Forex Pips and Forex Leverage


I think you have done with first lesson. If so this is the time to head into the next lesson. I named it as More than introduction, because it is a part of introduction but it is bit advanced than an introduction. Here I am going to discuss about Pips and Leverage.



What are PIPS

A "pip" is the smallest unit of a any currency pair. Because of this, that is the smallest currency value can be moved up or down in Forex market. Just see an example. Eg: In GBP/USD currency pair, an increment from 1.2675 to 1.2676 is a 1 pip. That mean if the value moves by 0.0001 is known as a movement of one Pip.  But there are exceptions like USD/JPY, changing of it's value is considered only up to second decimal point. So  movement of 0.01 is known as one pip in USD/JPY. 

Lets see what is the important of a Pip. The profit is calculated by amount of pips you have earned during a one trade. To calculate these we need to know "Pip Value". Pip value means the value of a pip. But there is no need to learn this, because your broker will do it for you. So if you cannot understand this equations just forget it. Anyway I'll tell a bit about  those.

Pip value = 0.0001/exchanged rate

If the exchange rate of USD/CHF is 1.2525 the,

Pip value = 0.0001/1.2525
              = 0.00007984

Just imagine you have got 100,000 lots (amount of units you have bought using whatever the money that you invest). If so your profit will be calculated as follows,

Here I imagine the value of USD/CHF increases from 1.2525 to 1.2545, that means it moves by 20 pips.

Profit = Pip value x  lot size x amount of pips you gained during particular trade
         = 0.00007984 x 100,000 x 20
         = 359.68 $

Yes that is good enough isn't it? But now you may think how should I buy 100,000 lots. It is huge. I don't have enough money to buy that much. No you don't want to worry. Your broker will provide you the solution. They will provide you a facility called "Leverage". Let's see what the hack is that.


What is Leverage

Close your eyes a bit and take a deep breath and recall what have you learned so far. If you can recall them, it shows you learnt it well. If not go back and recap it. Let me discuss the "Leverage".

As I earlier said it facilitate you to buy a huge amount of lots (units of currency pairs) by investing little amount of money. How it works? There are several Leverage levels such as x100, x200, x400. I am not going complicate you by showing more and more calculations. Just remember once you invest some money on a trade they will put some additional money on your trade to support you. If you select Leverage of x100, then they will add 100 times than your investment to support you by buying more lots (units). Isn't it good? Yes it is good, but if you use higher leverage, it is easy to lost your all money. Here I am not going to tell why it risks your money, just believe me, don't trade in higher leverages until you get profits from 98% of your trades. I recommend x50 and x100 for the beginners.

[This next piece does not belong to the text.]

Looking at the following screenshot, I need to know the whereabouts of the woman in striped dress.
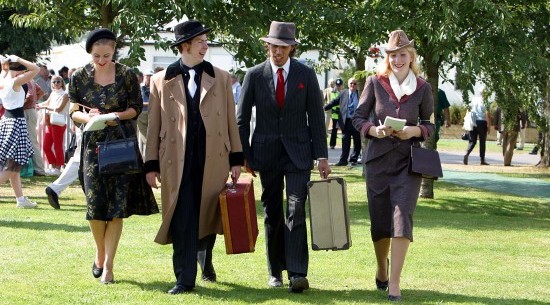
[0,55,40,208]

One thing to say, the leverages vary from broker to broker. As an example eToro allow us to trade with x25, x50, x100, x200, x400  leverages.



What is profit

Most of beginners asked me how much I can earn per day from Forex trading? My answer is what amount can you spend on Forex? That simply mean you can earn any amount that you need. But you need to be careful not to lot your money. For that you need to learn Forex trading from A to Z. The other factors affects on the profit  are;
    
     1. The leverage you use
     2. The number of pips you earn
     3. The number of profitable trades you can make per day

Thats enough for today. We will go deep in to Forex trading in future lessons. I'll hope your participation for my future lessons.